Evita. The embalmed remains of Eva Duarte de Perón, who made it (almost intact) here after 17 years of posthumous wandering, are in the Duarte family vault. Around July 26, the anniversary of her death, flowers pile up here.
Late Greats. If the tomb of brutal caudillo (dictator) Facundo Quiroga looks small, it's because he's buried standing—a sign of valor—at his request. Prominent landowner Dorrego Ortíz Basualdo resides in Recoleta's most monumental sepulcher, complete with chandelier. The names of many key players in Argentina's history are chiseled over other sumptuous mausoleums: Alvear, Quintana, Sáenz Peña, Lavalle, Sarmiento.
Spooky Stories. Rufina Cambaceres is known as the girl who died twice. She was thought dead after suffering a cataleptic attack, and was entombed on her 19th birthday in 1902. Rufina awoke inside her casket and clawed the top open but died of a heart attack before she could be rescued. When Alfredo Gath heard of Rufina's story he was appalled and commissioned a special mechanical coffin with an opening device and alarm bell. Gath successfully tested the coffin in situ 12 times, but on the 13th the mechanism failed and he died inside.
Tips and Trivia
The city government runs free guided visits to the cemetery in English on Tuesday and Thursday at 11; visits in Spanish operate Tuesday through Sunday at 9:30, 11, 2, and 4. Groups gather at the entrance.

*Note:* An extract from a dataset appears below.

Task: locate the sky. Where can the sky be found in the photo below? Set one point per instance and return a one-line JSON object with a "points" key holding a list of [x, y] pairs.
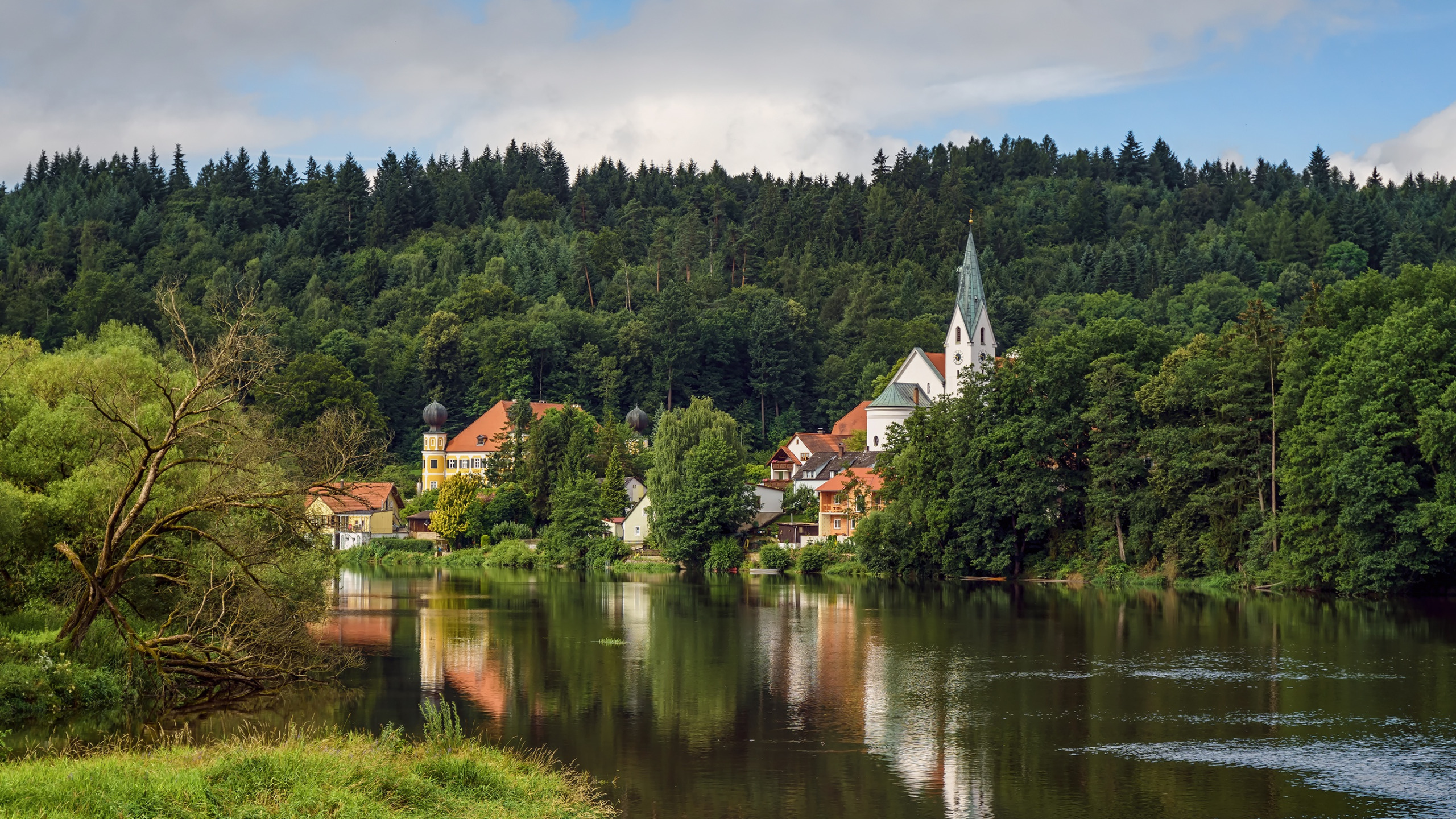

If you prefer an independent tour, the administrative offices at the entrance can usually provide a free photocopied map, and caretakers throughout the grounds can help you locate the more intriguing tombs. These are also labeled on a large map at the entrance.
It's easy to get lost in the cemetery, so start your independent tour well before closing time.
Look out for such intriguing statues such as the life-size likeness of boxer Luis Angel Firpo, who lost the world heavyweight title to Jack Dempsey in 1923. It stands on guard outside his tomb at the back of the cemetery, wearing a robe and boxing boots.
The cemetery had its blessing withdrawn by the Catholic Church in 1863, when president Bartolomé Mitre ordered that a suicide be buried there.